La salita fu faticosa, e a metà mattina funestata da un improvviso temporale che rallentò di molto la loro andatura. A quelle latitudini e a quelle altezze, prevedere il tempo diventava molto difficile, anche se il vento del giorno prima poteva aver suggerito qualcosa a chi fosse tanto attento da coglierlo. Fu così che, quando la pioggia cessò, era giunto e passato il mezzodì, e continuarono la salita fino alla successiva stazione, in cui si riposarono e si ristorarono. La pausa fu brevissima e presto ripresero; quando era pomeriggio inoltrato, la neve iniziò a prevalere su tutto il resto, e presto non incontrarono più una traccia di vegetazione, segno che erano vicini alla meta; il vento iniziò a diventare il loro peggior nemico. Eppure, nonostante questo, la salita si fece più ardua: la strada si strinse, i gradini si alzarono e fu molto più lento e faticoso proseguire. Il Sole giunse infine al tramonto, ma l’aria era già fredda e grigia, e la meta alta sopra le loro teste.

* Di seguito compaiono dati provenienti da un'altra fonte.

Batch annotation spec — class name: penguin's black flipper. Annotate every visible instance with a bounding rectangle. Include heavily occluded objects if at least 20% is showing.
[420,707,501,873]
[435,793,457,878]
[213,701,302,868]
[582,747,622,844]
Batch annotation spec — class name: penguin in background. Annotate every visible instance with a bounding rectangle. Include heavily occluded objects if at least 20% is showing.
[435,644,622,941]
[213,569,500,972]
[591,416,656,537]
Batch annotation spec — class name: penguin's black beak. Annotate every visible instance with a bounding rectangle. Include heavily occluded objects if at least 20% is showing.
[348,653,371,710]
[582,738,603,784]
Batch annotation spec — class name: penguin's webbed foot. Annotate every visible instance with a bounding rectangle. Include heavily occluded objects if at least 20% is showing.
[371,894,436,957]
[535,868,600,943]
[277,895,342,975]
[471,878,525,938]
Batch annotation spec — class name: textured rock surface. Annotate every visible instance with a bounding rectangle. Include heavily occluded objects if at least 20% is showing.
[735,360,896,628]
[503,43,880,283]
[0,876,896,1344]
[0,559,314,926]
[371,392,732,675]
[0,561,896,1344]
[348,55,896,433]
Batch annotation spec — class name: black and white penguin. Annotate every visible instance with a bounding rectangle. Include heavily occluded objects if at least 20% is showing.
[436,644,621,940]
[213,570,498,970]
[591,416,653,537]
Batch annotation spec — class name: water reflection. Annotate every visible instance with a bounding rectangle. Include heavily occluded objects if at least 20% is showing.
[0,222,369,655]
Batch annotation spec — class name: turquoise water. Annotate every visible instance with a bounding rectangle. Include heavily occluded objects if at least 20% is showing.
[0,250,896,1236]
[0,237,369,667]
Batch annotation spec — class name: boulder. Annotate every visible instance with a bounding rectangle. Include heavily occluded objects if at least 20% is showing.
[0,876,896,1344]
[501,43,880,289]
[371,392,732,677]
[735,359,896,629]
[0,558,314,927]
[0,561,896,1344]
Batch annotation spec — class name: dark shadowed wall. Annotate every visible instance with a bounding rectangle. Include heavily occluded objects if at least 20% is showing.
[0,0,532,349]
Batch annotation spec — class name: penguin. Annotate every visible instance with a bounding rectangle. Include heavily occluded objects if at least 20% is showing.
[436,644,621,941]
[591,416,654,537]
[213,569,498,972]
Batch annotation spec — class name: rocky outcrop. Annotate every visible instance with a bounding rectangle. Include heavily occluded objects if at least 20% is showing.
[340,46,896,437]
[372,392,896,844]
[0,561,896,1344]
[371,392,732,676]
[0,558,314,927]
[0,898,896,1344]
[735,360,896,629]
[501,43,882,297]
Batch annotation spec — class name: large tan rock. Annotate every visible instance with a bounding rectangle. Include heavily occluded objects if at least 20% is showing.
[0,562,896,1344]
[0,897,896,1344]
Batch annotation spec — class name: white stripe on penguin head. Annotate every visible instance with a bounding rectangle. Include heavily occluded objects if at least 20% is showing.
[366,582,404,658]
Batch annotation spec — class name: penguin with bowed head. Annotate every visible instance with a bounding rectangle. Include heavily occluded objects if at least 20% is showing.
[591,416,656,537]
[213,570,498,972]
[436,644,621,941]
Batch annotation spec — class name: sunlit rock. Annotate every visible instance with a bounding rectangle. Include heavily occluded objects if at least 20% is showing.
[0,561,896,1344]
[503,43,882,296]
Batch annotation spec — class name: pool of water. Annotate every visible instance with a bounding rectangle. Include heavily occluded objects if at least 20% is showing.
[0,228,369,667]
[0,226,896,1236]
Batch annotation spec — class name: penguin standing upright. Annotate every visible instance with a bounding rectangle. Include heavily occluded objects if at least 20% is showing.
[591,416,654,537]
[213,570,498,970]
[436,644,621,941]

Si fermarono brevemente ad una stazione per prendere coperte e mantelli, e subito proseguirono, dopo aver ingoiato poco cibo caldo. Ben presto la luce diminuì, e dovettero proseguire con più accortezza ed attenzione, quando sentirono la strada sotto i loro piedi diventare meno ripida, curvarsi leggermente ed infine scorsero la fortezza che sorvegliava il passo, e il grande arco che lo sovrastava. I loro cuori e i loro animi si riaccesero e velocizzarono il passo, giungendo alla porta. Una guardi li riconobbe e, con una cerimonia solenne, poco prima dell’alba della Luna, venne aperta la Porta Nord al Re delle Montagne.

Si rifugiarono, per la notte, nella fortezza; simile, ma più piccola, di quella che avevano incontrato a valle, era calda ed ospitale, e da essa si scorgeva lontano a Nord ed a Sud. Sotto i loro occhi, la Meraviglia, così era chiamata Zorqun, brillava di infinite luci, e le distese verdi si allungavano davanti alle sue porte per chilometri e chilometri. Dalmor e Tildor attesero sul passo, imponendosi affiancati contro il freddo e il vento, sovrastando il loro regno e la città di pietra, finché la Luna non ascese in gloria e brillò nel cielo, facendo risplendere tutte le pietre lunari sulla loro vista, nonché i sottili battenti del portone che avevano superato. Sorrisero alla loro meta, e si avviarono nella fortezza, al caldo, preparandosi ad entrare a Zorqun.